Before the colors exploded in the sky, we headed out across the bridge and over to Bernal to look at an apartment and the moment we stepped inside I knew it would make a beautiful home for us; striking white walls, enormous windows all over the place, and out there the whole time was that striking blue sky. It felt so very normal, so very obvious to me that we might live in a place like this.
As the realtor asked us questions I zoned out for a bit, thinking about what fun we’d have in this long hallway, what fun we’d have in the living room giggling about tomato frogs or baked beans. I thought about us here in this room; Celine playing a puzzle game in bed whilst I read a book or perhaps I’d still be ranting incoherently about how awful the ending of Castlevania was. “Oh this vampire dude was...Death? And Dracula’s charming wife was totally okay about her husband becoming a genocidal maniac? All is forgiven? Extremely cool!” I’d shout in an extremely un-cool way whilst Celine click-clacks houses and rivers and foxes together, soft piano music drifting along the corridor all the while.
The daydream stopped though when I entered one of the rooms. It was a special room. “Now here,” I whispered menacingly and looking out the window, "here I could write something beautiful.” Buckets of coffee and diet coke would be drunk at this desk and ten million blog posts would be typed out in a complete random fashion.

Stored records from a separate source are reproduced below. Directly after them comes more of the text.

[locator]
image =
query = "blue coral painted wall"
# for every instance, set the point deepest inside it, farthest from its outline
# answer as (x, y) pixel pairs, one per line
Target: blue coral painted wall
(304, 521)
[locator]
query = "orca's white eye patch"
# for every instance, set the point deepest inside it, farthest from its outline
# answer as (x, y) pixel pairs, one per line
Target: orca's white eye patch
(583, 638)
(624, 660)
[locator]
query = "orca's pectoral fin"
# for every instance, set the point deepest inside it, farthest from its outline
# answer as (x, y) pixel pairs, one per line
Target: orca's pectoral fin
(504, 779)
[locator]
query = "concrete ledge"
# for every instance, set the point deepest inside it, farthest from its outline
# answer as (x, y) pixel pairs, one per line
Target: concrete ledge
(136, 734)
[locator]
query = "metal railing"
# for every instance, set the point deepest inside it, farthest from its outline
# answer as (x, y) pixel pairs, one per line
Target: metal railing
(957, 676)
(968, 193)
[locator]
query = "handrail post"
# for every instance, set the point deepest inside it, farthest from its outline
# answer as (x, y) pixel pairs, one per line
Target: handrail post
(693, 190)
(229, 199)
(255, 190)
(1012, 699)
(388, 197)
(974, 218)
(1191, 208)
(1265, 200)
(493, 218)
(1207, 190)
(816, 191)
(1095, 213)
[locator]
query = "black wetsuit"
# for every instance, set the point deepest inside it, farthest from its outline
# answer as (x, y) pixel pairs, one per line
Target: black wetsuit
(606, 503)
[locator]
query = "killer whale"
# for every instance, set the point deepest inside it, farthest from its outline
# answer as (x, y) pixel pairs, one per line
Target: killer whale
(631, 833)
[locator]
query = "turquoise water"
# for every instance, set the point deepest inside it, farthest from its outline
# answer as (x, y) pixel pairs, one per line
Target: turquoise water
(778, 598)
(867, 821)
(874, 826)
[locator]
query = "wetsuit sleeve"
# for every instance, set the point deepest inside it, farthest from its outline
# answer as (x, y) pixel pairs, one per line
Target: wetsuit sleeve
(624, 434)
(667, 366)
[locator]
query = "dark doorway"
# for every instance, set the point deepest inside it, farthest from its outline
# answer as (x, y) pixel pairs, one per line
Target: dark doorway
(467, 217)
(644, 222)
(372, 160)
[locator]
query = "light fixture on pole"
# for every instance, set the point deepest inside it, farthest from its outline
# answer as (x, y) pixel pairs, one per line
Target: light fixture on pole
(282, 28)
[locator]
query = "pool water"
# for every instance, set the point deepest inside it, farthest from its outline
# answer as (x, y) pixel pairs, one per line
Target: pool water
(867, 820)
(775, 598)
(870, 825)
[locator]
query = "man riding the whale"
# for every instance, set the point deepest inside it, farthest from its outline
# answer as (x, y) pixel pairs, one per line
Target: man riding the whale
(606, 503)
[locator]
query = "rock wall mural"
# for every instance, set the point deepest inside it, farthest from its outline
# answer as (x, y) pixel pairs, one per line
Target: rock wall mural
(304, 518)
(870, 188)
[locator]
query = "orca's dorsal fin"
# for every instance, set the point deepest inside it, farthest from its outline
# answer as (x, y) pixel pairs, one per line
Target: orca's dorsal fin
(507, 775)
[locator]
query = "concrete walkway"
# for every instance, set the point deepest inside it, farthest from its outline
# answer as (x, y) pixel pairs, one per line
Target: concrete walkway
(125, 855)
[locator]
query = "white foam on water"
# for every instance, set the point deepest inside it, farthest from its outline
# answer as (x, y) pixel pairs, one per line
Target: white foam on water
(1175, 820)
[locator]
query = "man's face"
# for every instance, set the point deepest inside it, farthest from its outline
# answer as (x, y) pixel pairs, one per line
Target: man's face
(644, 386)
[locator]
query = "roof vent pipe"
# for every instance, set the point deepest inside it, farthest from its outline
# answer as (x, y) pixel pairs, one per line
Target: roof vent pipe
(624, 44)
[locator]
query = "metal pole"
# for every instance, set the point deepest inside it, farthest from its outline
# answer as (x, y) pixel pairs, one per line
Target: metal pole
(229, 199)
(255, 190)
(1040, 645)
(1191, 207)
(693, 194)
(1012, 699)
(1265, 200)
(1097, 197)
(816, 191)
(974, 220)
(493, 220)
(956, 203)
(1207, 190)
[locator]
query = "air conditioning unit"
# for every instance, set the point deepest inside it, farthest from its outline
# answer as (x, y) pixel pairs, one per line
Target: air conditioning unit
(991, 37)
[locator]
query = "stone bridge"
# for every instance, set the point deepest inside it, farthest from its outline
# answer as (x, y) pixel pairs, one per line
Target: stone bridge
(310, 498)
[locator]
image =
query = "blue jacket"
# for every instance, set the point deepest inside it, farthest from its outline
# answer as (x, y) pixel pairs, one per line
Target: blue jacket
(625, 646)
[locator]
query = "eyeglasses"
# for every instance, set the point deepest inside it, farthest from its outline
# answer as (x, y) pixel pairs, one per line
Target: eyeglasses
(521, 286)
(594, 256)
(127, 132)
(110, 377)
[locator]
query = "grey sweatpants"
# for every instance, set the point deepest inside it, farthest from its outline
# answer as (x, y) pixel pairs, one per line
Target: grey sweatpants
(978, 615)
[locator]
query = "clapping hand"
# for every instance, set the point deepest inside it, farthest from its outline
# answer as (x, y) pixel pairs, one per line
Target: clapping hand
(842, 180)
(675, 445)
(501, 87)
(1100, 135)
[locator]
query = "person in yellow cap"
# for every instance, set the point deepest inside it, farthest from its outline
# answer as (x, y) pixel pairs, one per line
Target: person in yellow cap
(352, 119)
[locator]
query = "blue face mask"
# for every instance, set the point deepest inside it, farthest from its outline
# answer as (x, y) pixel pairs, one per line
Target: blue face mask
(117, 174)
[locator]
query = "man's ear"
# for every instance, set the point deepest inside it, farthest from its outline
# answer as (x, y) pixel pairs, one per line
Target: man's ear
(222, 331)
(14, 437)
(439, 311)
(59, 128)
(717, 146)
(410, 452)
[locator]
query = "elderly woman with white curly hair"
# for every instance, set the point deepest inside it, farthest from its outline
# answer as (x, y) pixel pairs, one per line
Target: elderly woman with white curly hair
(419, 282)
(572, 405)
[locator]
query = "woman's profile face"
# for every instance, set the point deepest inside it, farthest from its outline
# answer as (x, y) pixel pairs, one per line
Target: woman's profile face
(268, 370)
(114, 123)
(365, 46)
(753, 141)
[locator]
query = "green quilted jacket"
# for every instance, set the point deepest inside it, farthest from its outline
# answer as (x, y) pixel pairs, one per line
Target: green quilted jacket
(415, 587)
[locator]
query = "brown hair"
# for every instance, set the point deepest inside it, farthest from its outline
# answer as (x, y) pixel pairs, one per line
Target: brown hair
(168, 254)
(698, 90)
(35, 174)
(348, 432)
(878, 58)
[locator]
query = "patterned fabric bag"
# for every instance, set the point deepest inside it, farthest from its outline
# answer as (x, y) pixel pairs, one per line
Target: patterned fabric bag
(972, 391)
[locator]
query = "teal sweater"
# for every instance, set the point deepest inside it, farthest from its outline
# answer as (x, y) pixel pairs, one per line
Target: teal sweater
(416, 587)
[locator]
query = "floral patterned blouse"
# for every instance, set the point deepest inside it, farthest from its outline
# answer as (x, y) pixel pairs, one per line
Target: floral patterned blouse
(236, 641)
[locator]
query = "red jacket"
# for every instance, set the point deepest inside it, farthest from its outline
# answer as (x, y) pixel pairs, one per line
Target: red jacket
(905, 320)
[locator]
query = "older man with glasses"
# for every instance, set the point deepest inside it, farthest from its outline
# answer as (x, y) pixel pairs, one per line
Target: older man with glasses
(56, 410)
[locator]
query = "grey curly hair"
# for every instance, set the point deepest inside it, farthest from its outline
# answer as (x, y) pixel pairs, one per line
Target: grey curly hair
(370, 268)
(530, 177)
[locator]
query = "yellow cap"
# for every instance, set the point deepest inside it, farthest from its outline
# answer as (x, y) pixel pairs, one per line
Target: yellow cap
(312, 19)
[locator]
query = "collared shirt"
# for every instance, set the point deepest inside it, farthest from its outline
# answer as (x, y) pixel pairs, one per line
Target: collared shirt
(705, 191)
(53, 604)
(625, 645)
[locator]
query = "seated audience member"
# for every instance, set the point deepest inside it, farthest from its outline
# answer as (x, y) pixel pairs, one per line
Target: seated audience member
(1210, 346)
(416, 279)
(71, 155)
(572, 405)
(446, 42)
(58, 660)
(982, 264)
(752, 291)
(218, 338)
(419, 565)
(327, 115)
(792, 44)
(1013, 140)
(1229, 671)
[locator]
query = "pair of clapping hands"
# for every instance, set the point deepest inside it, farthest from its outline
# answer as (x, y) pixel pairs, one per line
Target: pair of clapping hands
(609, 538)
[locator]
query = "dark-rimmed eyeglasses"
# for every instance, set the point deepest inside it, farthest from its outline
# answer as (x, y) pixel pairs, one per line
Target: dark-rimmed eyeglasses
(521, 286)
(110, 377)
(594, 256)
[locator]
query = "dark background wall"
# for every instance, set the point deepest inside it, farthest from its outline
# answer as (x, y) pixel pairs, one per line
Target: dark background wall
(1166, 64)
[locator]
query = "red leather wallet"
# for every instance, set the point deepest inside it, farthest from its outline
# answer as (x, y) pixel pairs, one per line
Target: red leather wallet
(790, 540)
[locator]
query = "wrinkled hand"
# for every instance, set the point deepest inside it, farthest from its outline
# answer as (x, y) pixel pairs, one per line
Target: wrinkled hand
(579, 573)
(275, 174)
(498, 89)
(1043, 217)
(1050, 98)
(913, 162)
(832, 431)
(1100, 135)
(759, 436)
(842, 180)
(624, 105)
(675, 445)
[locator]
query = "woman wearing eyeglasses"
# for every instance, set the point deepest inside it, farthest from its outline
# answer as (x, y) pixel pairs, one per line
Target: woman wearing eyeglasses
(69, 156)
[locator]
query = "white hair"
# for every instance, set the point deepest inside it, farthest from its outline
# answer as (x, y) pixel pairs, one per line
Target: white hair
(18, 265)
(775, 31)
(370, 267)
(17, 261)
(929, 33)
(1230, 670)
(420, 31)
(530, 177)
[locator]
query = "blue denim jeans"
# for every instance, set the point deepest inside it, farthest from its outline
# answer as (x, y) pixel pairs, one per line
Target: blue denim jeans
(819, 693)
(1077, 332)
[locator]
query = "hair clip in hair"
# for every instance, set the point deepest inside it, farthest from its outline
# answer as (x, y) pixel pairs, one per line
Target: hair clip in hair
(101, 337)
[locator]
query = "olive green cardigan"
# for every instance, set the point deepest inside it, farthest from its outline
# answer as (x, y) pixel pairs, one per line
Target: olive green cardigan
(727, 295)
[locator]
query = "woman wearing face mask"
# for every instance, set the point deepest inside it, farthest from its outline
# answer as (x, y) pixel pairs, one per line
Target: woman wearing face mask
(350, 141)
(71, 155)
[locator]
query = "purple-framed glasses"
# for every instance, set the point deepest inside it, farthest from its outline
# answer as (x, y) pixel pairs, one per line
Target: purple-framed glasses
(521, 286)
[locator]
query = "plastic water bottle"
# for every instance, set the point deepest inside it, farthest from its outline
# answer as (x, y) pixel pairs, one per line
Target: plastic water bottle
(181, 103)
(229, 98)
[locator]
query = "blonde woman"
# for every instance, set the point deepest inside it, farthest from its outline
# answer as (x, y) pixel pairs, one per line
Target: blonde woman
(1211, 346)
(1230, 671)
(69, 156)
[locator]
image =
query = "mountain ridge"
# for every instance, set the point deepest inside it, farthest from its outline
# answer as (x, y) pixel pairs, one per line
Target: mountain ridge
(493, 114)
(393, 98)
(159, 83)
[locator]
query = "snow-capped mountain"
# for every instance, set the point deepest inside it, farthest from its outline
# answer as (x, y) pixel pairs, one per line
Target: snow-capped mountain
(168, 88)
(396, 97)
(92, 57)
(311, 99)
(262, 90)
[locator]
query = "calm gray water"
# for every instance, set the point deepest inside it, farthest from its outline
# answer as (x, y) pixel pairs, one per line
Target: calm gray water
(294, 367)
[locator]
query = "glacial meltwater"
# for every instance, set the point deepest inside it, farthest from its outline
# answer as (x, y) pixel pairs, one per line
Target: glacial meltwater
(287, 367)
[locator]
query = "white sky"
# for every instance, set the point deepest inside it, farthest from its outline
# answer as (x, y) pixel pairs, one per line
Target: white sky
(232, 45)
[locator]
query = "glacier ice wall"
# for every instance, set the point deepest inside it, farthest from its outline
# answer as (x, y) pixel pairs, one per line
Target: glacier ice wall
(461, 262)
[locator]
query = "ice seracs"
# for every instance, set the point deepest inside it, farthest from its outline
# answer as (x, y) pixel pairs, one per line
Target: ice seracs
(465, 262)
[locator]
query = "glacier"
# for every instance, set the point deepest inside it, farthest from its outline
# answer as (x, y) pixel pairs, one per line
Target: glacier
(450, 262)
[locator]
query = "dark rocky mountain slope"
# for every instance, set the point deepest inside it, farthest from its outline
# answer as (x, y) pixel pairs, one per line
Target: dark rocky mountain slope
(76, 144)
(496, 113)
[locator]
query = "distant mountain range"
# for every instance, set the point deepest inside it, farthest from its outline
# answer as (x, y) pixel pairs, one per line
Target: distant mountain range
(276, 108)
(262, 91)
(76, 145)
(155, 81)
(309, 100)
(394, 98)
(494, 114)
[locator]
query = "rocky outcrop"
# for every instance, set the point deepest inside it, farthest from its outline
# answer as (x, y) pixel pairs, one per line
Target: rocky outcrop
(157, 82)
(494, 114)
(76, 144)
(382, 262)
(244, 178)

Oh the furious blogging I could do this in room!
After the daydreams, we went to Roxie’s in the Inner Sunset for some British chocolates. I picked up Marmite and crouched for a picture with some baked beans as if I were praying to them.
We traveled back across the bridge to a beer garden in Berkeley. A BART line was suspended above—god how I’ve missed the sound of trains—and one of them zipped over us and rattled across the beer garden, making a lovely racket as it did. It all felt more like Berlin or Amsterdam than it did the Bay Area. And this trip into Berkeley had me thinking...perhaps I’d ignored it until now as a possibility; Berkeley has always been a place annoyingly far away, perhaps always a little too sleepy for my liking. But now I could see myself biking up and down these streets from one cafe to the next. I could see us renting a place on a quiet corner somewhere.
As we drove back home I spotted San Francisco on the horizon, across the water, and it showed me something new. From this distance SF looks like a towering utopia, a place of pure science fiction. It looked like the place you’d see in establishing shots in Star Trek and now I could see the appeal of why people live here. It’s the perfect distance to enjoy San Francisco because you can sit back and admire the city without having to live with all the limitations and foibles and structural terribleness of the real thing.
From way out here you could dream of San Francisco and dream it into something else, something better.